Racing Away

Lisa K. Harris

 

Toni Parker, Generations, 2024. Relief print, 31.5” x 23”

 

I pressed the accelerator of our rental car. In the rearview mirror, a straight, empty, two-lane road unfurled. Ahead, blacktop shimmied in late afternoon sun. All around, reddish dirt, scattered spindly sagebrush and saltbush, tufts of grama and sacaton grasses. Darker red mesas jutted from the basin floor, rock ships of Shiprock, New Mexico.

Seventy miles per hour. Eighty.

Peter, then-boyfriend and later-husband, eyed the speedometer. Eyed me.

Eighty-five. Ninety.

We were flying. In the back seat, freedom: tent, sleeping bags, nested cookware, backpacks, extra boot laces. Last month’s paychecks, after deducting rent and utilities, spent at Chicago’s Erehwon Outfitters, which was “nowhere” spelled backwards.

Which was where we were.

City slickers on a November camping vacation, we had driven most of the prior three weeks. Instead of hiking we drove to drive, not to arrive, some days for ten hours.

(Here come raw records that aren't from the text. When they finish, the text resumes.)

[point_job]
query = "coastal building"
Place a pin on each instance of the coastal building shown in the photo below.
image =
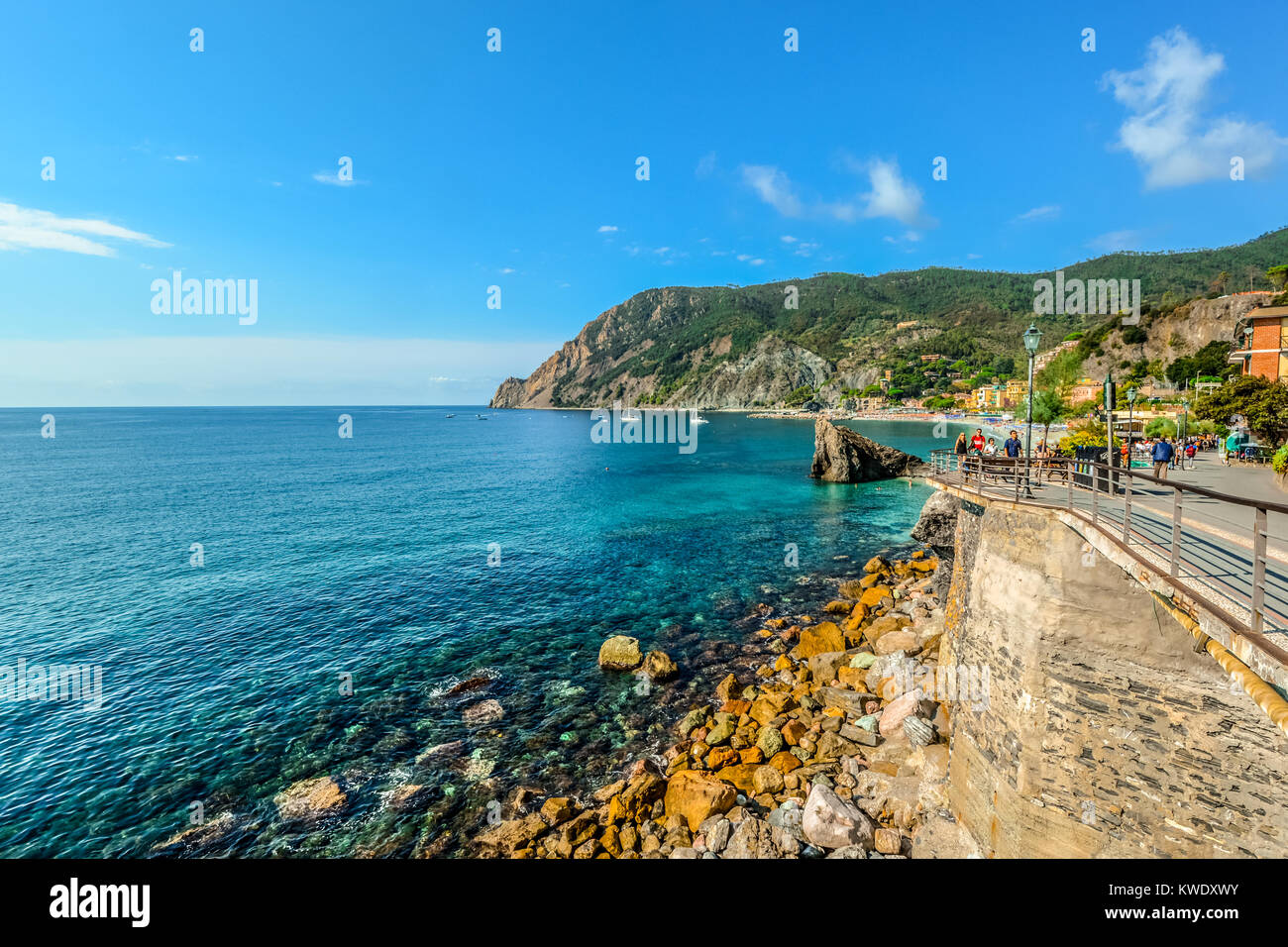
(1044, 359)
(1265, 343)
(1017, 392)
(991, 397)
(1086, 389)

In the back seat, too, were orange vests, bought at a hardware store on day two of our trip, at the same counter that sold deer tags, so we wouldn’t be shot while hiking. Only hunters hiked Thanksgiving week. A pair of city slickers hiked too, though we didn’t understand picture-perfect summertime campsites could be otherwise. Stream banks festooned with warm-weather fireweed, paintbrush, hyssop, and poppies were now littered with battered RVs, gutted deer strung from pinyon-juniper branches, their abdomens slit and entrails dripping plink-plink-plink into pails, shitloads of empty beer cans, boom-boom of target practice, and a dusting of snow in the night.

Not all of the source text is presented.